My mind keeps returning to the validity of the statement “Amateur photographers are stealing work of pro photographers”. This thinking has caused long emotional discussions in photography groups on FB (and I am sure forums elsewhere) and an undeserved hate for amateurs (which are always entering the market). To that statement, I would say “Yes, but…”

Thinking about target markets from marketing theory and you would work out that pros and amateurs serve different markets. Each target market or group of consumers has their own different demands for quality and therefore different price ranges.

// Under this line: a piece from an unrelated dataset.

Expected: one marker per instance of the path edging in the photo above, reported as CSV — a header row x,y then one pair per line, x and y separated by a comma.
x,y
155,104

If you are a medium to high pro (in terms of price and hopefully quality), then maybe you shoot R30 000 weddings, fashion magazine covers, etc. And with your reliability, unique style and resources (a team of assistants and make-up artists, hired/bought equipment), the clients you have are not going to be able to replace you with an amateur one-man team who lacks resources, exprience, reliability, etc.

If you are at the top of end of the amateurs in terms of quality, you might even be close to or better than those at the bottom end of the pro togs. But the amateur can afford to make short term losses and undercharge, because they probably have a day job and are doing the gig more for fun.

Therefore if you are at the bottom end of the pros, it is maybe fair to feel threatened by amateurs. But only by the really good amateurs. The guy who did his first ever shoot last week with his new DSLR is not going to steal your business. In fact, I think the huge amount of amateurs who are starting out and buying new equipment – they are the reason why equipment is widely available and affordable. Otherwise only pro level equipment would be available and there would be few shops selling them.

Also, to clarfiy on being at the the bottom end of pros, you might be bad or lazy. You you might be hard working and take great pictures. You just lack the recognition in the industry, years of experience, top of the range equipment, etc. for handling situations, to be to able to charge what a medium-priced pro charges.